Many species from the Saccharomycetaceae family [26] have had their genomes sequenced (Figure 1) [27]–[33]. Central in this phylogeny is a whole genome duplication (WGD) event that occurred roughly 100 million years ago and gave rise to several extant paleopolyploids with reduced duplicate gene content [34]. Multiple genome sequences are available representing lineages that arose both before and after the WGD (Figure 1), referred to as non-WGD and post-WGD species, respectively [28], [33], [35].
Figure 1. Phylogeny of the Saccharomycetaceae species used in this study.
Parentheses show the numbers of chromosomes in extant species, and the inferred numbers at nodes in the tree. Negative numbers in red show chromosome number reductions. The black dot indicates the position of the WGD and the Ancestral genome sequence. Node ‘B’ is an older node that is the common ancestor of all non-WGD and post-WGD species. Lowercase letters represent specific rearrangements that differentiate L. kluyveri from the WGD Ancestor (black dot) as shown in Figure 2. Species whose names are underlined are those for which end-to-end complete chromosome sequences are available. The phylogeny used is that of Hedtke et al [88].

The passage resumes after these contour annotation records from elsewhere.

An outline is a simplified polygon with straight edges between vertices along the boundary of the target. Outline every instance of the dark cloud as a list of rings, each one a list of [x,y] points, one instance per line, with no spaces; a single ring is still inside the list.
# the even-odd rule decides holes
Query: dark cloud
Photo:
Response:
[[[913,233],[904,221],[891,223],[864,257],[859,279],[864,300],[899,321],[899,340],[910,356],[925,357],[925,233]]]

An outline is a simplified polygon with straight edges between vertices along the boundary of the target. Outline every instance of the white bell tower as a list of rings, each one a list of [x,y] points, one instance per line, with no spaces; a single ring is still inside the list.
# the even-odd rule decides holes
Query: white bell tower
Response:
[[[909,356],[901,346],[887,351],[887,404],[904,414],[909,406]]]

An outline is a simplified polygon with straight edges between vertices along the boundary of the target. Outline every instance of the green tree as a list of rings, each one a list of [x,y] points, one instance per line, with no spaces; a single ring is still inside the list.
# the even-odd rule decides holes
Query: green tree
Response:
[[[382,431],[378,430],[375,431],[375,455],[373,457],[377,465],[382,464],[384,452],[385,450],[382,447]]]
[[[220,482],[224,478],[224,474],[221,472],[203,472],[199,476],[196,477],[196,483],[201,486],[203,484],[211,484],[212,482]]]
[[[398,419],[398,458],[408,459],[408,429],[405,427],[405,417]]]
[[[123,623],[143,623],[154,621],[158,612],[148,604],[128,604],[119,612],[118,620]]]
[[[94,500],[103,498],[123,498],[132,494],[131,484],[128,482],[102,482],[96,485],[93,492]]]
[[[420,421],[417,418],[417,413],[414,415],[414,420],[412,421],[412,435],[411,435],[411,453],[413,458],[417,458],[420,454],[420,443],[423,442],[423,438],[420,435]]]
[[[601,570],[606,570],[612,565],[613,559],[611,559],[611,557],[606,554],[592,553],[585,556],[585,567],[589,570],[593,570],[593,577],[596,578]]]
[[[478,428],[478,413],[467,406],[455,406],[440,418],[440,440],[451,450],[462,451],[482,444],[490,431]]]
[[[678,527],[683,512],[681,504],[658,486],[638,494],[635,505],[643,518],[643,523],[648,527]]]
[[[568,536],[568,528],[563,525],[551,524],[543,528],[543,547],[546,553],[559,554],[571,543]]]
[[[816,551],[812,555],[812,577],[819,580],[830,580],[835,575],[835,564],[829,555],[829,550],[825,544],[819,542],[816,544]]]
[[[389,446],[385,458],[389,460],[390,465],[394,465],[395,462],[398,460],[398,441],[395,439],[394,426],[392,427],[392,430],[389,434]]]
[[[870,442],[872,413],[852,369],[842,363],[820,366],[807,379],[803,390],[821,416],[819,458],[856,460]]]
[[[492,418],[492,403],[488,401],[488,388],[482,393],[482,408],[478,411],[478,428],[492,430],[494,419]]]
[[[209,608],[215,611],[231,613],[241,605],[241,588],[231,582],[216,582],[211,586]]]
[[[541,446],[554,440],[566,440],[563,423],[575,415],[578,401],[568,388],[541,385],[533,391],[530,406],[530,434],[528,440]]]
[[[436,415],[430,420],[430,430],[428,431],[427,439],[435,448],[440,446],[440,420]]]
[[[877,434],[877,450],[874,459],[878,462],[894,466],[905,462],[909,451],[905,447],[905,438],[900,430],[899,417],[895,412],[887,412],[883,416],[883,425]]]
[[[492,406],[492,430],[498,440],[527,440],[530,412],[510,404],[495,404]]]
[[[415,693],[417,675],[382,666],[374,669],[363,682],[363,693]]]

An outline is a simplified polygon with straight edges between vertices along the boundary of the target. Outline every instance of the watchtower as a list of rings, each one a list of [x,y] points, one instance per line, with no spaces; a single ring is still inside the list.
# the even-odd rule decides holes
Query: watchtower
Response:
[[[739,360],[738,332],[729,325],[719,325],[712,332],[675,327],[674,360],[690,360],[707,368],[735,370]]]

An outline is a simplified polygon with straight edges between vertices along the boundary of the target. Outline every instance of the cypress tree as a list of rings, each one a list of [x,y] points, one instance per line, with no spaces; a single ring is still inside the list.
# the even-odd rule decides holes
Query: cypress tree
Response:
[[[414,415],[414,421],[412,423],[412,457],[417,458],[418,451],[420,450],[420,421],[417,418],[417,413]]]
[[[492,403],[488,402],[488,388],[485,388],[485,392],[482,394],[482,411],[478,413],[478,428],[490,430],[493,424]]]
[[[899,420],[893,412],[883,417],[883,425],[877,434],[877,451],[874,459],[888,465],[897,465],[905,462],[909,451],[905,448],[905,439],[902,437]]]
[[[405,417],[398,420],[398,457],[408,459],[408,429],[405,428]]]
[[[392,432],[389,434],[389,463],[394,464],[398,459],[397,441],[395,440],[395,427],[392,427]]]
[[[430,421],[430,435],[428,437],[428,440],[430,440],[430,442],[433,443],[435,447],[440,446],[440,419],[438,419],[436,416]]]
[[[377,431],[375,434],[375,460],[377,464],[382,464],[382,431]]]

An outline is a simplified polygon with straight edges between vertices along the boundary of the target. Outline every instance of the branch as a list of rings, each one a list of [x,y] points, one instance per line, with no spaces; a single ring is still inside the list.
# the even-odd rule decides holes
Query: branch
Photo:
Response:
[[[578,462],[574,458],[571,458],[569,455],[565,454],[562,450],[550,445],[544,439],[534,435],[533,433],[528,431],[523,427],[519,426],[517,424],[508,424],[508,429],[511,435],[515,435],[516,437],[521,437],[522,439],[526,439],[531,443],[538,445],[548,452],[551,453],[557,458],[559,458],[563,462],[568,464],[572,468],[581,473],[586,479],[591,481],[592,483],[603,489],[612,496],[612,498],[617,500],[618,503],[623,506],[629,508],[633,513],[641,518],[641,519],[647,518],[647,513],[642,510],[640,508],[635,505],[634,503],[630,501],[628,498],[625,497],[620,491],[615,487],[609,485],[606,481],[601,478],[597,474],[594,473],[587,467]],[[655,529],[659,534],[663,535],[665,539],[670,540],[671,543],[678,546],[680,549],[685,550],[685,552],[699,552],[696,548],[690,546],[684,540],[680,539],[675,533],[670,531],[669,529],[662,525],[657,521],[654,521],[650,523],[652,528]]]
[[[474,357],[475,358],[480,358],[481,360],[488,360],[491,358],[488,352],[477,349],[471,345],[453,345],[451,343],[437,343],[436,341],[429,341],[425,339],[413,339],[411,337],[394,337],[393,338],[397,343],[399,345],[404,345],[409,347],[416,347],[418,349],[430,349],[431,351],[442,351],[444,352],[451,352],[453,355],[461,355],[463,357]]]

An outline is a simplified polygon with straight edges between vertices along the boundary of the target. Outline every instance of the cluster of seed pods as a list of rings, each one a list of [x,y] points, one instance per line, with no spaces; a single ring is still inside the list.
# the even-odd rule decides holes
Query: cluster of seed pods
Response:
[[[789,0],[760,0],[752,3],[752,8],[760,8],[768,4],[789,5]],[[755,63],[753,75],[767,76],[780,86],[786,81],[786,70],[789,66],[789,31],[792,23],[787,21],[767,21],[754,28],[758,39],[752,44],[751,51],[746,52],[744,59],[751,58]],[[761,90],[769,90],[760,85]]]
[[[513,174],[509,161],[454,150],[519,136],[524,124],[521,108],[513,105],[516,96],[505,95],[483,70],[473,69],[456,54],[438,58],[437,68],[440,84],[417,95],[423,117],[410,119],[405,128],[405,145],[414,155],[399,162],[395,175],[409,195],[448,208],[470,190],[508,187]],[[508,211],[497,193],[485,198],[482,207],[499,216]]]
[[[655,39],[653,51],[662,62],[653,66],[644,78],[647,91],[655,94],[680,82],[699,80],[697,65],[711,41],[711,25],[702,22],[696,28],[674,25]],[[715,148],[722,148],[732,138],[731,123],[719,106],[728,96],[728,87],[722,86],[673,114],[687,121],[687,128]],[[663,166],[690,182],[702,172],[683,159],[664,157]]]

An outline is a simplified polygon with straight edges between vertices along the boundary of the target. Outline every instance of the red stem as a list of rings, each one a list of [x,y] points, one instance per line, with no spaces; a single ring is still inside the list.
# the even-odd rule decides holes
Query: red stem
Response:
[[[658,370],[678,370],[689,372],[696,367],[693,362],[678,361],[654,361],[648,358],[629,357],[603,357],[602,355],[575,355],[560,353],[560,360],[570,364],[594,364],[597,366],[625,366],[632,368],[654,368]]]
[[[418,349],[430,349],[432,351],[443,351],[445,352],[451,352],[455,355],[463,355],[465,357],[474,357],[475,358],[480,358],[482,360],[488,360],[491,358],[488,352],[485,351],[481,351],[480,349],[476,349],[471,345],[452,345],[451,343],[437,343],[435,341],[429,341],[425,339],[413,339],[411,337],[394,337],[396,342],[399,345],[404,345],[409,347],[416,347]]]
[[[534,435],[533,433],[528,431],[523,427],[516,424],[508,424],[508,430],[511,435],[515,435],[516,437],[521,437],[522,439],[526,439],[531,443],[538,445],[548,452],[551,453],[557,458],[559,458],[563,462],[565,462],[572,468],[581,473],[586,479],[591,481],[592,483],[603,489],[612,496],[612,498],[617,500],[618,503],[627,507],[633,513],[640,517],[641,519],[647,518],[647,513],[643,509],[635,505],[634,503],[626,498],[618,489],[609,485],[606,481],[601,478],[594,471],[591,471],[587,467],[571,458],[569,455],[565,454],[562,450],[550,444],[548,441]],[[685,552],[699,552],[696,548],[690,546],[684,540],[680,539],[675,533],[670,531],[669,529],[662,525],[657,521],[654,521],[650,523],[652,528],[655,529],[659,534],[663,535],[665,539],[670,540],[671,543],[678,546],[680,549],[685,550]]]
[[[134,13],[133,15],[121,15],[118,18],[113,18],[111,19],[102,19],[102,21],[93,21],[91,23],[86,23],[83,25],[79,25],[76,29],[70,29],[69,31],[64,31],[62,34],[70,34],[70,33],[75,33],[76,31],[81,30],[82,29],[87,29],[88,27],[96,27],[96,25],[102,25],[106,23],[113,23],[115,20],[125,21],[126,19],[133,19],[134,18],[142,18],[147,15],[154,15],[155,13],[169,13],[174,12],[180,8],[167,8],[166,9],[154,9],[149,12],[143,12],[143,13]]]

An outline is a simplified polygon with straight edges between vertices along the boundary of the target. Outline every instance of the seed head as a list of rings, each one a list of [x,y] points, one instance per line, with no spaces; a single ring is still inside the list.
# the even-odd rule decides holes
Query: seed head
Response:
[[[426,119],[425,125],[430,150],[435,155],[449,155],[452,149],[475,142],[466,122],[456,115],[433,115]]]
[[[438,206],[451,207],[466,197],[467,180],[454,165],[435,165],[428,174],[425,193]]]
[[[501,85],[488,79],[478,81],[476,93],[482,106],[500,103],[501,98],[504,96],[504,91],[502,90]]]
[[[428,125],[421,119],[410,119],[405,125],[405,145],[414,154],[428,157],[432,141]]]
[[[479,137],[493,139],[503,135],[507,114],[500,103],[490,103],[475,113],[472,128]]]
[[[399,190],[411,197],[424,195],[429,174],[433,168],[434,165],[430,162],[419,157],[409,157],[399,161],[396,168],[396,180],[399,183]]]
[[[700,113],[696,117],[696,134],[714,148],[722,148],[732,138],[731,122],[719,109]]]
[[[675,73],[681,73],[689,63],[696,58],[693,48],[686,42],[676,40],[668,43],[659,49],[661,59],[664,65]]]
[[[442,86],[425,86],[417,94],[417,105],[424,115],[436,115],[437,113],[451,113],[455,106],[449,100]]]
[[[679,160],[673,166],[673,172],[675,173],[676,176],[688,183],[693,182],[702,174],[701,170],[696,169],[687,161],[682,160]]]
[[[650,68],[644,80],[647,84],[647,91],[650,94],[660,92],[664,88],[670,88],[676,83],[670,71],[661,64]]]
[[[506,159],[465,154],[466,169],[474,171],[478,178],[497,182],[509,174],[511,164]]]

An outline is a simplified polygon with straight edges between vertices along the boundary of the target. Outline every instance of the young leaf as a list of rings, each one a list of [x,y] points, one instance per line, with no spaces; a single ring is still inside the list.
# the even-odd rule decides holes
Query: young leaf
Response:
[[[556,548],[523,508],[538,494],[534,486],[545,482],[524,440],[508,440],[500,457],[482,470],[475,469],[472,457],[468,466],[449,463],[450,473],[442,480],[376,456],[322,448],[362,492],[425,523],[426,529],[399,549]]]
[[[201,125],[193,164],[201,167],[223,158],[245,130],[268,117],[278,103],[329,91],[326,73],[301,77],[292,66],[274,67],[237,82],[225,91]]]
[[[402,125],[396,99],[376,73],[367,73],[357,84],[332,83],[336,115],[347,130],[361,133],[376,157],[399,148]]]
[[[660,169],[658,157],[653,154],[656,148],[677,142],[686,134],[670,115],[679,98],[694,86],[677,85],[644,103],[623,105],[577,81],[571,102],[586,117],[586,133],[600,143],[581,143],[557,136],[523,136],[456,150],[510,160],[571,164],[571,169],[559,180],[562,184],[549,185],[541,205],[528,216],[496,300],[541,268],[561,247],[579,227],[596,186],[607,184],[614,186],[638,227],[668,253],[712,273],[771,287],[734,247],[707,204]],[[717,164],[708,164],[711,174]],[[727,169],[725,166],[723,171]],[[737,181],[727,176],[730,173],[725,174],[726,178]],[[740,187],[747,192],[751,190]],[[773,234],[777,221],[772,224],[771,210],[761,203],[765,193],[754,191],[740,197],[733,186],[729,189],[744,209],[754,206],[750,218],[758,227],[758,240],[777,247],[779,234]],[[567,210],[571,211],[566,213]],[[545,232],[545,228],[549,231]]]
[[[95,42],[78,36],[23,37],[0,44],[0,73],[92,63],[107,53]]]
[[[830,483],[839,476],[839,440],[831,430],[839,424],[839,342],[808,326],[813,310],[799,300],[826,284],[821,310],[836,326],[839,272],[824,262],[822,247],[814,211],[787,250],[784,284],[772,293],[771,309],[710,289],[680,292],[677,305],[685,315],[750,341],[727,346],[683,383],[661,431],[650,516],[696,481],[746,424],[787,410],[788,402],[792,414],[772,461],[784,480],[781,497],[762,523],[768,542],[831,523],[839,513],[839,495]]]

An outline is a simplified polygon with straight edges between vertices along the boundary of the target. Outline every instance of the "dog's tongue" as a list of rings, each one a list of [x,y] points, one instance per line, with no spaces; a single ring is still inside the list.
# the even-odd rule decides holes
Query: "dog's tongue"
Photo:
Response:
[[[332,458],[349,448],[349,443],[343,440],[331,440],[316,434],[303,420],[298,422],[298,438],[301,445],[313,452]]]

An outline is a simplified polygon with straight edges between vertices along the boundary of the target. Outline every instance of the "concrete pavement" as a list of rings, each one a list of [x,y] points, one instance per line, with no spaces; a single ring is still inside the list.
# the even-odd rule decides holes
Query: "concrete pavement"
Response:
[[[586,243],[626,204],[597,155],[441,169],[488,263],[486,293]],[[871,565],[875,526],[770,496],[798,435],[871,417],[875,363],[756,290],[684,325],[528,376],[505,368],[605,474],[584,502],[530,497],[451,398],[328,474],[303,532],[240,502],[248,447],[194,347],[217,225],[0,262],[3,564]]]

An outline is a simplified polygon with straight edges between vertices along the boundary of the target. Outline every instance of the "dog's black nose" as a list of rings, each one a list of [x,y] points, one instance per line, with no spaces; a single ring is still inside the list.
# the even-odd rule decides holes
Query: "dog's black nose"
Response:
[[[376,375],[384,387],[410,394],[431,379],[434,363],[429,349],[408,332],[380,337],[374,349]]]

We previously inferred the gene order and core genome structure of the ancestral species that existed immediately before the WGD [36]. This ancestral genome contained a minimum complement of roughly 4,700 genes arranged on 8 chromosomes. The WGD doubled this basal chromosome number from 8 to 16. However, many of the post-WGD species do not have exactly 16 chromosomes; C. glabrata for instance has only 13. Karyotype data from pulse field gel electrophoresis (PFGE) also indicates a chromosome complement that ranges between 8 and 16 chromosomes for a range of post-WGD species [37]–[38]. Similarly, some of the non-WGD species have fewer than 8 chromosomes, such as Kluyveromyces lactis with 6. The ancestral reconstruction has allowed us to trace the genomic rearrangements that gave rise to the genome structures of extant species. Here, we mapped the locations of the ancestral centromeres and telomeres to sites in extant species, and identified the rearrangements that caused the chromosome number to change during the evolution of these species.
Results/Discussion
Mapping ancestral centromere and telomere locations
We previously inferred the structure of the yeast genome as it existed immediately before the WGD occurred [36]. We refer to this genome as the ‘Ancestral genome’, and to the organism that contained it as the ‘Ancestor’. It corresponds to the point marked ‘WGD’ on the phylogenetic tree in Figure 1. The approximate locations of telomeres in this genome are already known [36]. We inferred centromere locations in the Ancestral genome by using the same parsimony approach as in [36] combined with available centromere annotations from sequenced species. The inferred Ancestral centromere locations have been included in YGOB [39]. In summary, if a centromere is present in an orthologous intergenic region in at least one non-WGD and one post-WGD species, or in paralogous ‘sister’ regions of a post-WGD species, then that centromere was inferred to have been present in the Ancestral genome (WGD node in Figure 1). We extended the inferences of centromeres and telomere locations further back along the phylogeny to the common ancestor of the non-WGD and post-WGD species (Node ‘B’ in Figure 1) to allow for inferences about the evolution of centromeres and telomeres in the genera Kluyveromyces, Lachancea and Ashbya.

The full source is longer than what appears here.